When I met Essie Lou, she was the Good Dog, adult and polite, confident in her position, and kind beyond reason. Lilly was a wild puppy who had a bit of time-share on the older dog’s brain until she grew into herself. Older dogs can give a pup a good launch in life, but when they die, there is a loss of confidence which might have really been Essie Lou’s all along. Lily has to be the Good Dog now, with big paws to fill. She’s lost a big sister/mentor and a friend. Lost as in the last thing a herding dog should do. And for now, she’s an only dog. We can say Lily is mourning but it might be separation anxiety. Confusion and sadness for her aloneness. Too pragmatic?

Just the previous month, my friends lost Jake, their longtime companion, to colic at 24. He was a perfect horse like they all are. Jake’s pasture mate remembers him, of course, but is it mourning or separation anxiety. Changes in the herd, horses coming or going, always create stress. Horses and dogs don’t like change any more than we do. Is it more than the usual stress of bringing a new horse into the pasture? I’m not saying horses don’t mourn, but does our loss color how we read the others in the herd, if it’s even possible to see through our tears? Is that too cold? 

Maybe the problem is we think separation anxiety is merely a training issue.

My friend’s losses were sudden and unexpected. Emergency losses are quick and horrific. Old-age euthanizing comes like a slow train with months of hard questions but in the end, are quick and horrific. And also a bit easier to accept. Is there something to learn that would help us with the sudden deaths?

When my Grandfather Horse was euthanized, I thought we would all die with him. The herd took a short look at his body and went back to lunch. His goat fell asleep by his back, as I sat by his head and had a good think about who was mourning and who wasn’t. My Grandfather Horse had been frail for so long, I’d seen other herd members act like caregivers, feeling stress and giving calming signals of all sorts. In some ways, they shared his pain. Now they seemed almost relieved. Do horses get compassion fatigue? Last year, our senile old dog was euthanized and the other dogs showed so much relief that I felt guilty for waiting too long. 

Animals have emotions similar to ours, but without the same brain functions, by definition, they do not experience what we do. For all of our similarities, there are as many differences. 

When my younger gelding was four, I bought his dam and brought her home. They recognized each other but had no interest.
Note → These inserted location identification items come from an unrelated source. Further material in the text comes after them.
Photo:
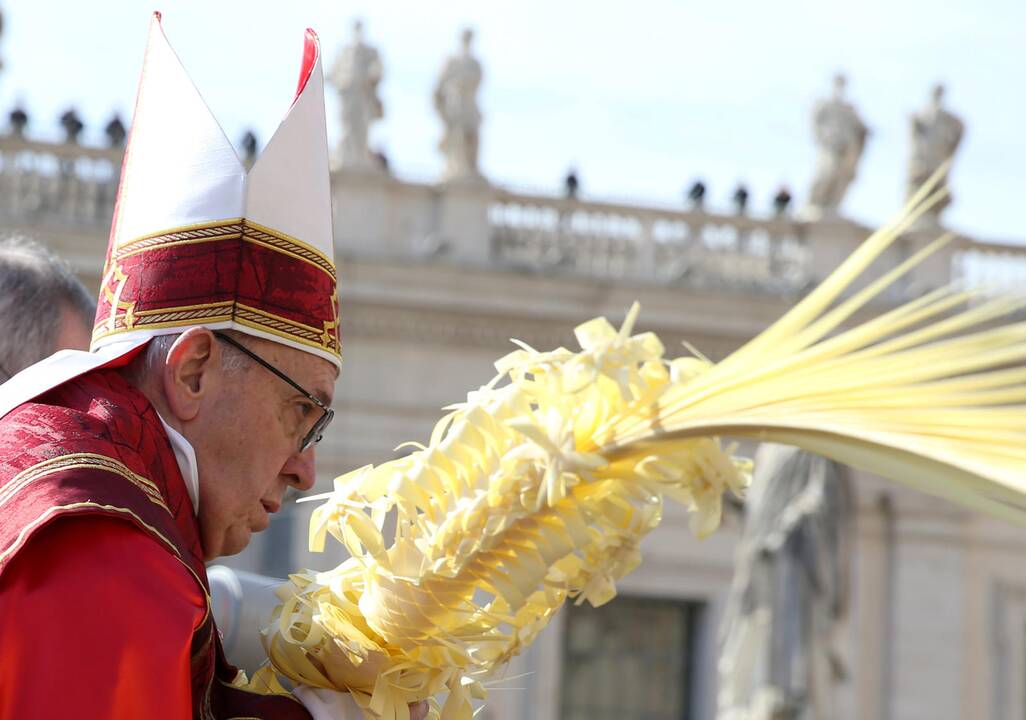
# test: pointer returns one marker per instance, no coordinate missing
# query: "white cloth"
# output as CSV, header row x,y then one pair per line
x,y
57,369
328,705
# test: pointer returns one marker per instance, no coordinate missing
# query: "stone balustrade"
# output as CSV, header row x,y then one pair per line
x,y
57,183
619,242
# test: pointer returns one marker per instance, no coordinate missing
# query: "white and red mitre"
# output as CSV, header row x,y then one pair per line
x,y
197,240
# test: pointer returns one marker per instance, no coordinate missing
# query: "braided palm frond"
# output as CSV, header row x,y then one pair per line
x,y
539,488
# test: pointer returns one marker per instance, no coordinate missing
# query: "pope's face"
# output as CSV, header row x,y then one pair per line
x,y
247,448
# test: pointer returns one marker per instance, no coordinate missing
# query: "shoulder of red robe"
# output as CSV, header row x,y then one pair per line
x,y
199,240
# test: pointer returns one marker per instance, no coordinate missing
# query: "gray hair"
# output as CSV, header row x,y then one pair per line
x,y
155,356
33,278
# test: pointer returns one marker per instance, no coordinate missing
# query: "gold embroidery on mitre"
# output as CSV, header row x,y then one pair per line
x,y
329,337
124,317
185,235
116,275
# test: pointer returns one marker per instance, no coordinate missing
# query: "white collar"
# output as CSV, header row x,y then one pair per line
x,y
186,456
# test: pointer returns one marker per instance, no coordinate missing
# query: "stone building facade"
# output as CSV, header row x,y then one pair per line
x,y
435,278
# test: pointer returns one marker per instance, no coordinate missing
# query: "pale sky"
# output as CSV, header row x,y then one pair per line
x,y
641,96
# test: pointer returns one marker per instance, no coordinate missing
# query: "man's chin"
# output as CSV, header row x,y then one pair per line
x,y
233,543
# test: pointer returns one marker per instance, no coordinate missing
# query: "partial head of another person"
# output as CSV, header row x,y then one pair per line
x,y
43,307
253,428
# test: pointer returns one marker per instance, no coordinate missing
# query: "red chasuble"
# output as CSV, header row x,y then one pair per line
x,y
105,607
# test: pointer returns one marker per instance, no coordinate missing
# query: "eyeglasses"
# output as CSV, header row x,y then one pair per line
x,y
317,431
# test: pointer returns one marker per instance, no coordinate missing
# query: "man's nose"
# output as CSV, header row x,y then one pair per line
x,y
301,469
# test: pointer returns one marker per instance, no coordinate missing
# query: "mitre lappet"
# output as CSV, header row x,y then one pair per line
x,y
198,240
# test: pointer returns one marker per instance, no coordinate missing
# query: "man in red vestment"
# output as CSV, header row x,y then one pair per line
x,y
213,358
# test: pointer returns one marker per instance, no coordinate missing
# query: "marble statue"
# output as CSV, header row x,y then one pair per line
x,y
840,138
936,134
778,654
356,74
456,102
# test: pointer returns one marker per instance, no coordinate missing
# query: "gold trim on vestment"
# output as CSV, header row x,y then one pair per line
x,y
81,461
125,511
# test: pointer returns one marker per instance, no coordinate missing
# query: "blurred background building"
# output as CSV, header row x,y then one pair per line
x,y
438,273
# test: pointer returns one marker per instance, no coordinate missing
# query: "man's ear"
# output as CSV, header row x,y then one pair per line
x,y
191,371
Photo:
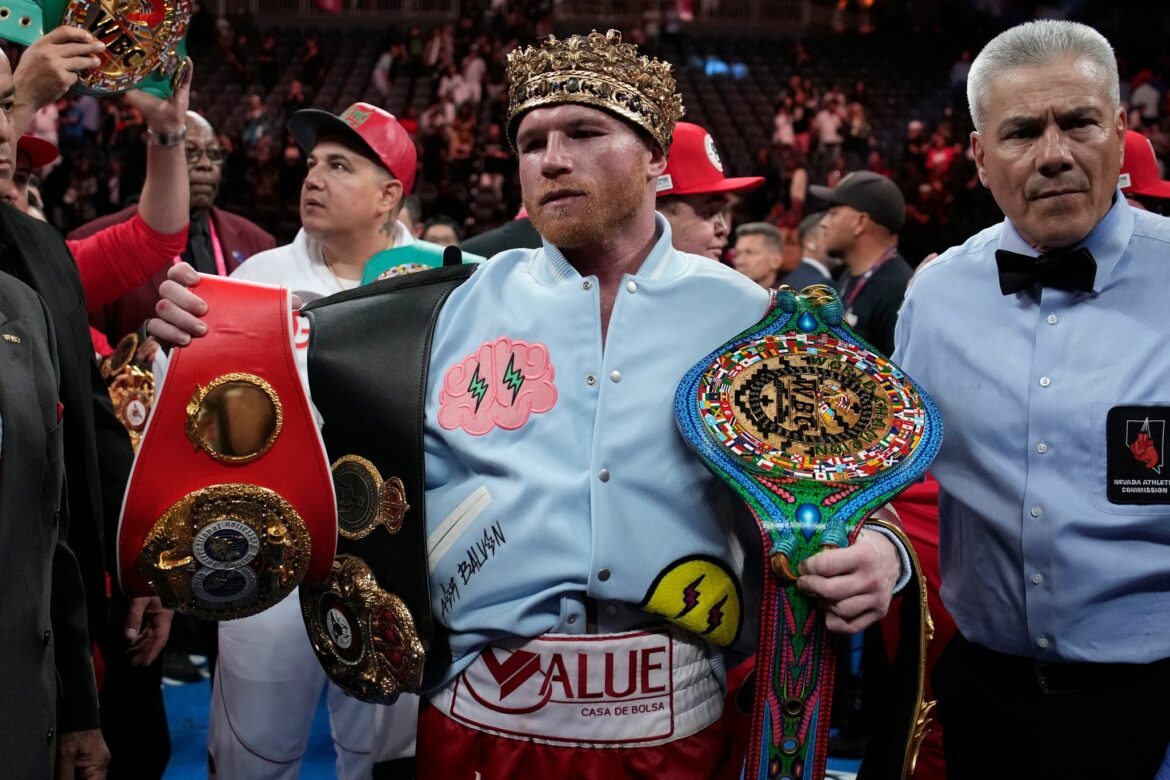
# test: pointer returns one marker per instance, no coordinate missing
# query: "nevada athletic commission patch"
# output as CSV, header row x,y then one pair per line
x,y
811,407
1135,455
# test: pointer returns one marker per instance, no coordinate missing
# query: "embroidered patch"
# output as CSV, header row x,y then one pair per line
x,y
700,594
1135,455
502,384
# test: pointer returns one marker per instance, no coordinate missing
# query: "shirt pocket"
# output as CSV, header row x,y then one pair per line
x,y
1130,444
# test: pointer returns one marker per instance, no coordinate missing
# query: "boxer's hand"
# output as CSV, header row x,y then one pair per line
x,y
853,584
146,627
52,64
82,754
178,308
170,115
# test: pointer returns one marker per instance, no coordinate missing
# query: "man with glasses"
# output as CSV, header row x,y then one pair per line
x,y
218,241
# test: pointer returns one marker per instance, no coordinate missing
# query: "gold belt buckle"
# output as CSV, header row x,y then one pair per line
x,y
226,551
363,635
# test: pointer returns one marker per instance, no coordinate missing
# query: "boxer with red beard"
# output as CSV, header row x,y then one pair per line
x,y
579,556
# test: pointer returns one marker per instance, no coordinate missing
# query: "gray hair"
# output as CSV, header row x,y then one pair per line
x,y
770,232
1038,43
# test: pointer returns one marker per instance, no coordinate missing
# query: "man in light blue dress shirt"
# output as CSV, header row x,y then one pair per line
x,y
1054,384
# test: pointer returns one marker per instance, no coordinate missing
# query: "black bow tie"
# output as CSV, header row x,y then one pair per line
x,y
1071,270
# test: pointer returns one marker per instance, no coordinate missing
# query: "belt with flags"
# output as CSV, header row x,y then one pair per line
x,y
814,430
231,503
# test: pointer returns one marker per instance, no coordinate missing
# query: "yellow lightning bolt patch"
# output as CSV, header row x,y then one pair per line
x,y
700,594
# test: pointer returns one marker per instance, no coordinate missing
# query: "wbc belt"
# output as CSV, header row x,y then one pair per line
x,y
814,430
229,504
145,40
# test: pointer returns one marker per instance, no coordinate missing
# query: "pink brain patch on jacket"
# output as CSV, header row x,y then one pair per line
x,y
503,382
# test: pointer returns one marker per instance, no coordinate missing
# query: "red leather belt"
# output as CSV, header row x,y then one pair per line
x,y
231,502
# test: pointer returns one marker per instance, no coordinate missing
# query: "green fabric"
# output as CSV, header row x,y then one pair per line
x,y
45,15
420,253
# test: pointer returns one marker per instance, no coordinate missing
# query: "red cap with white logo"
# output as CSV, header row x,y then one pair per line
x,y
694,167
366,126
1140,168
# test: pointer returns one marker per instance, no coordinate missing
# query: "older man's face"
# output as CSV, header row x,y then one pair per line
x,y
1051,150
205,165
7,103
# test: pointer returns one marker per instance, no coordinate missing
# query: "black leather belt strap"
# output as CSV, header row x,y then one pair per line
x,y
369,357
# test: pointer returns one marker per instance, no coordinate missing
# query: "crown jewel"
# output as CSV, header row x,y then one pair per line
x,y
597,70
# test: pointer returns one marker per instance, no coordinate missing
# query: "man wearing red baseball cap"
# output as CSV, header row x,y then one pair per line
x,y
693,193
1140,179
267,680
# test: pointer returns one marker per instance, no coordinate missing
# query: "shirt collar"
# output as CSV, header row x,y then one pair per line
x,y
311,247
1107,241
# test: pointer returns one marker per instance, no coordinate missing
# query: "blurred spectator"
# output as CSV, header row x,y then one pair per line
x,y
257,122
442,230
411,215
312,62
862,225
857,136
383,76
295,97
497,161
758,253
1146,97
814,259
268,67
783,133
1140,180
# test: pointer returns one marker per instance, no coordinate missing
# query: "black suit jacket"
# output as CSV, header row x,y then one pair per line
x,y
42,619
35,253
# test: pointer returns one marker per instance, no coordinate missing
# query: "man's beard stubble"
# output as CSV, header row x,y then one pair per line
x,y
601,214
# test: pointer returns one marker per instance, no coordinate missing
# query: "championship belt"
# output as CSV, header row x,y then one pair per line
x,y
145,40
814,430
371,622
131,387
229,504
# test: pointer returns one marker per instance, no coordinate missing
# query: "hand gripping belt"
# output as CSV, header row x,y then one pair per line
x,y
371,622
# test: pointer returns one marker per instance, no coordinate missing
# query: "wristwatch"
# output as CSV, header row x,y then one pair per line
x,y
166,138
It wasn’t a tearful homecoming. No one thanked me.

Rather than overwhelming my herd with my own emotions, I try to listen to them. Sometimes there’s a profound relief when a herd member or a pack member is no longer in pain. It’s natural that their pain impacts everybody in the herd but if it grows gradually that we might not admit to seeing it. But when their pain is gone, everyone lightens. Maybe animals, living more in their bodies than in their minds, move through grief in a more functional way. Maybe not thinking about the future gives them a simpler perspective. 

Humans juggle these three over-ripe tomatoes: mourning and relief and guilt. Then we remember childhood dogs hit by cars and horses sent to slaughter by our fathers. The pain is still there. And none of us is getting younger. We are caregivers, or ex-caregivers to our parents, spouses, and dear friends. We worry about death and have anticipatory grieving. Once we get to a certain age, if someone hasn’t died lately, we know someone will soon. And then we think we hear Old Yeller barking out back. It’s hopeless. We are bottomless pits of mourning, relief, and guilt counterbalanced by this one thing. We also love.
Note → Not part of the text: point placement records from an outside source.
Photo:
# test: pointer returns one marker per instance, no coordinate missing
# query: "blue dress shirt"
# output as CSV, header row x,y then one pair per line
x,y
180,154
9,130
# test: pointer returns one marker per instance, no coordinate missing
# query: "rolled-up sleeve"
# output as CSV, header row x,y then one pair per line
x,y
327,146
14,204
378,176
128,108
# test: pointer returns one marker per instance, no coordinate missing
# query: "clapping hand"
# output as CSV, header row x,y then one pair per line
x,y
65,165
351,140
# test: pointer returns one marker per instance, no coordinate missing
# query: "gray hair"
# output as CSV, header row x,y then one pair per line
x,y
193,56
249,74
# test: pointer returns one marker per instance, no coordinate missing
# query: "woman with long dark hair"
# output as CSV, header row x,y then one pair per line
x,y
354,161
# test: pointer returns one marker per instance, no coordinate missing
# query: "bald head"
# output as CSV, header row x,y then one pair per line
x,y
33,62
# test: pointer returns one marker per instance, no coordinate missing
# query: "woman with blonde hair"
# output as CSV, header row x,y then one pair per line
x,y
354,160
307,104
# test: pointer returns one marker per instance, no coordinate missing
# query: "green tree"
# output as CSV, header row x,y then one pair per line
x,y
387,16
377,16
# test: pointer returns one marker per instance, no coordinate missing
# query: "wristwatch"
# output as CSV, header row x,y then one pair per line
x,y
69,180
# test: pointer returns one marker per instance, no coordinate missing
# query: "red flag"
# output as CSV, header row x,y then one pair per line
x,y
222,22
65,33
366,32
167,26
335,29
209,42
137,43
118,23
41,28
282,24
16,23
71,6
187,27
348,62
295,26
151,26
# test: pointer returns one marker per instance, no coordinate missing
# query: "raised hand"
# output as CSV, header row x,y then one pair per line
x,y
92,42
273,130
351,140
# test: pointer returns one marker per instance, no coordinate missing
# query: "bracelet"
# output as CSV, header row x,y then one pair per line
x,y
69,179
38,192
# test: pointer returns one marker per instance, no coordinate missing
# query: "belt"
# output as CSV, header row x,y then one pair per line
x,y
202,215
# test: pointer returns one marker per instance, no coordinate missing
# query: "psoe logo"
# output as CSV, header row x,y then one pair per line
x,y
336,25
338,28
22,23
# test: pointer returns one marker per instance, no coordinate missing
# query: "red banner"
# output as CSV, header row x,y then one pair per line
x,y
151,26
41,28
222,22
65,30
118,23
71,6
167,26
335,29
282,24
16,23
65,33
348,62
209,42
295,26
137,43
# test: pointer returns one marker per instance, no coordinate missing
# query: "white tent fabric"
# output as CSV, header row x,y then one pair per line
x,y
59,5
Humans can romanticize death by dressing it up and giving it the imaginary power to take something away, even as we know we will never let go. Mourning is the period of time we figure that out.
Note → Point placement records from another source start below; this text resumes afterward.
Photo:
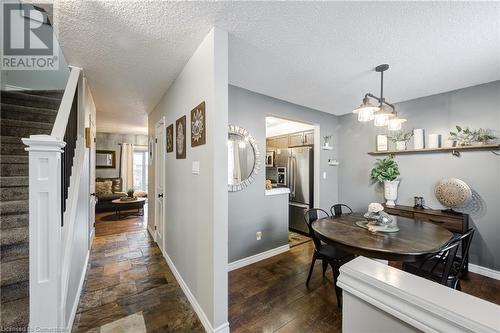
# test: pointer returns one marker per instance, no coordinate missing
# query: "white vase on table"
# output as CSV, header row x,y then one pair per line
x,y
391,192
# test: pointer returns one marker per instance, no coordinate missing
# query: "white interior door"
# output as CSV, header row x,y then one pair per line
x,y
160,150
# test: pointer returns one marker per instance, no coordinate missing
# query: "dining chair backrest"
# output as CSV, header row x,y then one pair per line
x,y
310,216
445,258
465,240
336,210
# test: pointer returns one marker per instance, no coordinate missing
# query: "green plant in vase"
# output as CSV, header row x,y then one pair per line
x,y
386,171
485,136
463,136
401,138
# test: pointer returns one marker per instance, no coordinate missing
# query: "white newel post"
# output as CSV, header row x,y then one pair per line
x,y
45,230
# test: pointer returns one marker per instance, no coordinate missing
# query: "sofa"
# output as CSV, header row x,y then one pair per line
x,y
106,192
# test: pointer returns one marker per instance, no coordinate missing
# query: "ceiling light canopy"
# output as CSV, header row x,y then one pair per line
x,y
381,116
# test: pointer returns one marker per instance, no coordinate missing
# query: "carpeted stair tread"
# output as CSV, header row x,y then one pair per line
x,y
47,93
15,252
14,193
28,124
15,313
16,159
15,291
15,271
14,221
18,112
23,132
14,169
13,149
26,99
14,181
13,207
13,236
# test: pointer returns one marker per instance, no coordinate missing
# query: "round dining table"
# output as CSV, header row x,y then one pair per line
x,y
414,240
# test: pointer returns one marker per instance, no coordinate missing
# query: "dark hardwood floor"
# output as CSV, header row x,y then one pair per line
x,y
128,275
271,295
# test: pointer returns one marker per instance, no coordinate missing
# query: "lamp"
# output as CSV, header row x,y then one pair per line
x,y
365,110
382,117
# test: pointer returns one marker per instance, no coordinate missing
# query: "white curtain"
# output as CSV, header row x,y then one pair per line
x,y
127,166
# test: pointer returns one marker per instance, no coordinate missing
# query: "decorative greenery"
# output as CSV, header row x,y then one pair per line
x,y
401,136
466,136
385,169
463,136
485,135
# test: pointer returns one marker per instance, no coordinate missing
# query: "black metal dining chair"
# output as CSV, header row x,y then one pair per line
x,y
442,267
336,210
327,253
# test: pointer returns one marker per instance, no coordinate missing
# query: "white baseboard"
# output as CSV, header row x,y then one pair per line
x,y
224,328
491,273
151,231
257,257
78,294
10,87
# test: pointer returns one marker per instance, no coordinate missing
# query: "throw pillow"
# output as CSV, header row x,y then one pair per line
x,y
103,187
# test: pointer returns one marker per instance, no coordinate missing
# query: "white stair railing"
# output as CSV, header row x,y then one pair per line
x,y
46,241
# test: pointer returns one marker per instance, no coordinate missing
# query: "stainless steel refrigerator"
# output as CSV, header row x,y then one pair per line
x,y
300,181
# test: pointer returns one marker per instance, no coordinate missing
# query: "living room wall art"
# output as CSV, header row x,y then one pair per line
x,y
198,125
170,138
180,137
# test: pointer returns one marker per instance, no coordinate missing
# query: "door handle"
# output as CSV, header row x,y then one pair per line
x,y
294,204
I don’t want to confuse an animal’s mourning for my own or overshadow their feelings with my loud wet tears. Is anxiousness why they get quiet and seem sad? Are they pulling inside, nervous about my emotions? We do know they get over loss faster than we do. Why does it matter? 

Animals read our primary-color emotions like anger, happiness, fear, and surprise. The other designer-mauve feelings, like ambivalence, pity, or compassion, are more confusing and might just seem like anxiety to them. Anxiety is that catch-all place for things horses and dogs don’t understand. Of course, it makes them quiet. Half-closed eyes don’t mean the same thing to them as they do to us.

Can we tell where our feelings stop and our animal’s feelings begin? Rather than flood them, we could try to understand what it means to be a dog. And if that isn’t challenging enough, to understand what it means to be a flight animal who feels weakness.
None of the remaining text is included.